1 Nisan Şakası

 ( GÜNDEM Gazetesine gönderilen açıklama )

            1 Nisan 2005 tarihli GÜNDEM’de adımla, bana ait olmayan ve fikirlerimi yansıtmayan bir yazı yayımlandı. Tahmin edildiği gibi bu  “1Nisan şakası”ydı. Yanlış anlamaları ortadan kaldırmak için bu konudaki fikirlerimi açıklamam gerekiyor.

            Siyasi ve sosyal konular üzerinde düşünen bir çok insanının ütopyası vardır.  Thoomas Mor’un ütopyası gibi. Öcalan’ın da ütopyası olacaktır. İmralı şartlarında, bu kaçınılmazdır da.

            Tarihi ve sosyolojik gelişmeler, toplumdaki güç dengeleri dikkate alınmadan, eşitlik, özgürlük ilkelerine dayalı adil bir düzen kurma hayali, kişisel tatmin yanında, elbette ki iyi ve temiz duyguların eseridir. Siyasi bir program olarak ortaya atılmadığı sürece de toplumsal açıdan sakıncalı bir durum yaratmaz. 

            Ama sözleri ve davranışlarıyla toplumu etkileyen siyasi sorumluluk sahibi insanlar, bu konuda dikkatli olmak zorundadırlar. Çünkü toplum, var olan gerçeklikten uzaklaşır ve dikkatini ütopyalara yoğunlaştırırsa, sorunlarının çözümü ertelenir ve bu sorunlar gittikçe ağırlaşır. 

            ABD’nin bir hiper güç olarak el koyduğu Ortadoğu,  İngiltere, Fransa, Almanya ve İtalya gibi Avrupa devletlerinin, Rusya, Çin gibi büyük güçlerin müdahil olduğu çatışmalı bir alandır.  Türkiye, İran, Suriye gibi hatırı sayılır güce ve binlerce yıllık yönetim tecrübesine sahip devletler de, parçalanmış Kürt coğrafyasının üzerinde varlıklarını sürdürüyorlar.

            Bu devletler, Ortadoğu satrancında, Kürt politikacılarının rolünü belirleme ve oyundan çıkarma gücüne ve maharetine sahiptirler.

            Siyaset,  gerçekçi olmayı, güç dengelerini ve kendi gücünü doğru değerlendirmeyi gerektirir. 

            Bu nedenle Kürt politikacılar, Ortadoğu siyasetinde belirleyici rol oynama vehmine kapılmamalıdırlar. 

            Kürtler, baskı altında ezilen, yoksulluğa mahkum edilmiş mazlum bir halktır.  Kendi başına belirleyici rol oynama gücüne sahip değildirler.
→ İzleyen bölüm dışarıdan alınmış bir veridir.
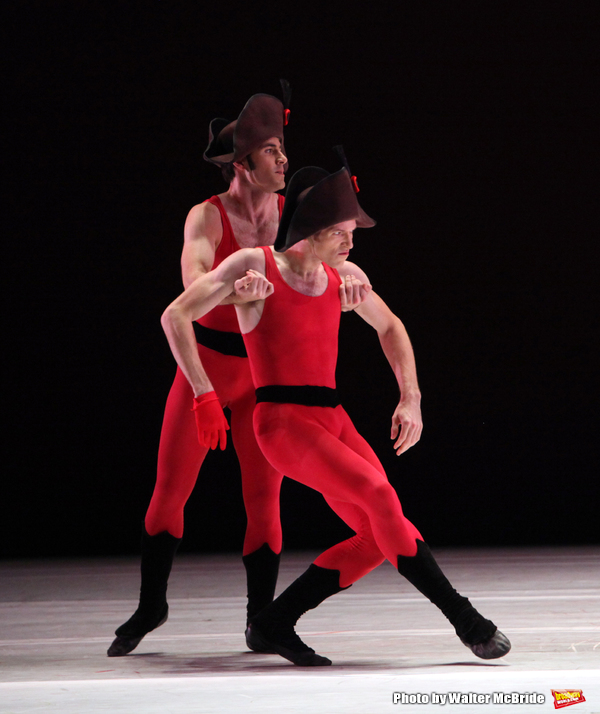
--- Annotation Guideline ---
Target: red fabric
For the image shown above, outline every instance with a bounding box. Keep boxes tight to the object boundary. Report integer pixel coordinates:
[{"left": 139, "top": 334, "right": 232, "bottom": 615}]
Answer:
[
  {"left": 244, "top": 249, "right": 421, "bottom": 587},
  {"left": 198, "top": 194, "right": 284, "bottom": 334},
  {"left": 244, "top": 247, "right": 342, "bottom": 389},
  {"left": 145, "top": 196, "right": 283, "bottom": 555},
  {"left": 193, "top": 389, "right": 229, "bottom": 444}
]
Ancak, çağımızda gelişen insan hakları ve demokrasi hareketlerinin içinde yer alarak ve menfaatleri aynı olan halklarla işbirliği yaparak, büyük güçlerin oynadığı satranç oyununda, onların çıkarlarının bir aracı olarak kullanılmaktan kurtulabilirler.

            Hiçbir Kürt toplumu, diğerlerinin üzerinde hak iddia etmeye ve onu yönetmeye kalkışmamalıdır. 

            Çünkü her toplum, kendi sorunlarını ve çözümlerini en iyi bilir. Müdahale, sadece Kürtleri ezen güçlerin işine yarar.

            Kürt toplumu, içine hapsedildiği kalıpları kırarak dışa açılmak, kendi kimliğini koruyarak diğer toplum kesimleriyle bütünleşmek, toplumsal ilişkilerin her alanında demokratikleşmek, serbest bir tartışma ortamında dogmalardan kurtulup  “ortak akıl” ile bilimsel ve gerçekçi politikalar üretmek zorundadır ve bu, tek kurtuluş yoludur.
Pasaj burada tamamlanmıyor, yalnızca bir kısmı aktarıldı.